Le ministre a salué une expérience positive, regrettant qu’elle soit déjà terminée tant le travail avait été intéressant, et est revenu sur les grands thèmes qui ont marqué les six derniers mois : l’évolution de l’économie de l’UE, la fiscalité avec notamment l’adoption de la directive sur l’échange automatique d’informations sur les rescrits fiscaux, la proposition pour une directive "anti-BEPS" ou encore l’avenir du code de conduite sur la fiscalité des entreprises, et les services financiers avec la mise en œuvre de l’Union bancaire et l’Union des marchés de capitaux notamment.

Dialogue économique

Pierre Gramegna a tout d’abord fait le point sur la situation économique de l’UE, soulignant que, selon les prévisions officielles, la reprise économique était confirmée, à un rythme cependant légèrement plus faible que prévu en raison d’un ralentissement de la croissance en Chine et dans d’autres économies émergentes. Le ministre a toutefois noté des facteurs atténuants comme la baisse du prix du pétrole et des matières premières, les taux d’intérêt bas ou encore la politique monétaire très conciliante.
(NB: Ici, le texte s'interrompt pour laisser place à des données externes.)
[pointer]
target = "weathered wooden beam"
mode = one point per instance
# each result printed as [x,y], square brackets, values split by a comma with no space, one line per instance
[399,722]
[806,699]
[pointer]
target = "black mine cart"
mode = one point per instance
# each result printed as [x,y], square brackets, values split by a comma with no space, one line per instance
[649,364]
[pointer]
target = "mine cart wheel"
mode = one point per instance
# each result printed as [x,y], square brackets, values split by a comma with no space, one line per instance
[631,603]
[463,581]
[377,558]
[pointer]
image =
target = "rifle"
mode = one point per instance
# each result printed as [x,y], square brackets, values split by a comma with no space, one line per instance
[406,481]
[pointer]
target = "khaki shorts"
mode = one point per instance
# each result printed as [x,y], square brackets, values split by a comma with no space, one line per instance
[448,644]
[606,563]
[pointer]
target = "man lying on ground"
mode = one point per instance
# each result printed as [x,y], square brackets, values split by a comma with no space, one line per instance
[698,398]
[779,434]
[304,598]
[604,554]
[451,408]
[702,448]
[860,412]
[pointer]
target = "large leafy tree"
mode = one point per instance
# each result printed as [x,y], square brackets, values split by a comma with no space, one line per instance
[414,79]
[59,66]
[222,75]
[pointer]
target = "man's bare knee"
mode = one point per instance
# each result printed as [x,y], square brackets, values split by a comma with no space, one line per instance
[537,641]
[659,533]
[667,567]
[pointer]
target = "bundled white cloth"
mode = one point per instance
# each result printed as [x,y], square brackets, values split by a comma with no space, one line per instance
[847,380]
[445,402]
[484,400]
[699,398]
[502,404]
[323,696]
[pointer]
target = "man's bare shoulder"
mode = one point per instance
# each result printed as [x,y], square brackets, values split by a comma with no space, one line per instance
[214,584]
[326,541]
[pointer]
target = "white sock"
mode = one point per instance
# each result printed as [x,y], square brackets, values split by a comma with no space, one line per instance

Pierre Gramegna a ensuite évoqué le rapport des cinq présidents intitulé "Compléter l’Union économique et monétaire européenne" et publié le 22 juin 2015. Il a rappelé que ce rapport vise à faire le meilleur usage possible des instruments légaux existants pour rendre l’Union bancaire plus résistante. "L’approfondissement de l’UEM ne doit pas être vu de manière abstraite", a souligné Pierre Gramegna, "c’est un instrument qui aidera à approfondir nos économies, à accentuer la réduction du chômage et la création d’emploi, et à attirer les investissements". Le ministre a rappelé que la Présidence luxembourgeoise avait pris le sujet très au sérieux et organisé plusieurs réunions formelles et informelles dans différentes formations du Conseil (ECOFIN, Affaires générales, Compétitivité et EPSCO) sur le sujet.
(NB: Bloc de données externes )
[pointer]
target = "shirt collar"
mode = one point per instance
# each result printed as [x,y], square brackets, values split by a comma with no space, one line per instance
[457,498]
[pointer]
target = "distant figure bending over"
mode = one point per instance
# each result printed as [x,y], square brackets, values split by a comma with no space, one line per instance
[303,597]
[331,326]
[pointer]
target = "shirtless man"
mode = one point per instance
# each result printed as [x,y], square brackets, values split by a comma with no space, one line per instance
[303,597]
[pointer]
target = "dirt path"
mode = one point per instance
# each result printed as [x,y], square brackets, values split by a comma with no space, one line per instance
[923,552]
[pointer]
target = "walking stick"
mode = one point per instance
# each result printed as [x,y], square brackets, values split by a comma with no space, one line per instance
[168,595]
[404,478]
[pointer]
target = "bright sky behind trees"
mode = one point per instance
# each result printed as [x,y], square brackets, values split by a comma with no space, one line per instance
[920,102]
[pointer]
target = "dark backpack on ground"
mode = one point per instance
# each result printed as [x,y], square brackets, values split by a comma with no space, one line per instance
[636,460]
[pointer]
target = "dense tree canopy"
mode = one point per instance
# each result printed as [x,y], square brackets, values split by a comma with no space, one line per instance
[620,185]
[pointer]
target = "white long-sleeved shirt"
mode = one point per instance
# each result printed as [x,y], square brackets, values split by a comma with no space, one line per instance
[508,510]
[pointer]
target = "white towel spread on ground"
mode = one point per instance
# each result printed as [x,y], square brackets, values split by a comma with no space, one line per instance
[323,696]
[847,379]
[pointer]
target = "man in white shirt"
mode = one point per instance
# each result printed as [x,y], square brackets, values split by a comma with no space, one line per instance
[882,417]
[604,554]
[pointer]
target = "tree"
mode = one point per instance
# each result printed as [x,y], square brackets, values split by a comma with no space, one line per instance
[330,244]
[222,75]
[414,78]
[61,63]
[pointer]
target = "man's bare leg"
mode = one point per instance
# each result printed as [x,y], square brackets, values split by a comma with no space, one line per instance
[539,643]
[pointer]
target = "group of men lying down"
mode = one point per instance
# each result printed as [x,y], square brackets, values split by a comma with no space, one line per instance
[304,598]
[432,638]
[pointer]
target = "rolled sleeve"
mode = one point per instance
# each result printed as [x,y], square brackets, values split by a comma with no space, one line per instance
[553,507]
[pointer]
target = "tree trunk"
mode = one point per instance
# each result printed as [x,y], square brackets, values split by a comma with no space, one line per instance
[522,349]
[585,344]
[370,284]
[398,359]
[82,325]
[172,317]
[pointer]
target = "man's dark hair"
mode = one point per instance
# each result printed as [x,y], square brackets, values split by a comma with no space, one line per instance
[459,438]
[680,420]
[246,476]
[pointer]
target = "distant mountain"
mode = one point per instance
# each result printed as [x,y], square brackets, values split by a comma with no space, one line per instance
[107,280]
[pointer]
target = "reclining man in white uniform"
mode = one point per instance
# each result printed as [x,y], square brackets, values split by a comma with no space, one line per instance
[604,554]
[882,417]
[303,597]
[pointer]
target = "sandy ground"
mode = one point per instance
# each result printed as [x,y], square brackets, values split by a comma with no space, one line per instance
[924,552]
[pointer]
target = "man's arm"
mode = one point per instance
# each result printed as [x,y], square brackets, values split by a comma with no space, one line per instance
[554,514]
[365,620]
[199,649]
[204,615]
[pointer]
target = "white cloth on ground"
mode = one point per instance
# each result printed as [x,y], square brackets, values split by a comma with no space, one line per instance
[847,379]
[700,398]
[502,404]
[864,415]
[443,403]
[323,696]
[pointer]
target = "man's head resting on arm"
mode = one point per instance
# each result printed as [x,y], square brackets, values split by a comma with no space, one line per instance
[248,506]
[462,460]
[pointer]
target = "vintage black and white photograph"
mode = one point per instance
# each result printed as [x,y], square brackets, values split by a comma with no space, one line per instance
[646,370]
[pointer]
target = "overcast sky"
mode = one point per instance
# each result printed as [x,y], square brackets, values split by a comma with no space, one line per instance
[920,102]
Le Conseil ECOFIN de novembre a d’ailleurs procédé à un échange de vues sur les différentes initiatives mises en avant par la Commission pour mettre en œuvre le rapport, a rappelé Pierre Gramegna. Les deux conclusions majeures ont été que l’approfondissement ne peut avoir lieu qu’à différents niveaux et que l’aspect à court terme ne doit pas être dissocié de l’aspect à long terme, a indiqué le ministre. "Un consensus semble être apparu sur le fait qu’un partage supplémentaire de risques ne peut qu’aller de pair avec une réduction parallèle des risques", a-t-il encore insisté, ajoutant qu’il fallait aussi s’assurer que les pays qui ne sont pas membres de la zone euro puissent eux aussi prendre part aux discussions car l’intégrité du marché unique doit être préservée.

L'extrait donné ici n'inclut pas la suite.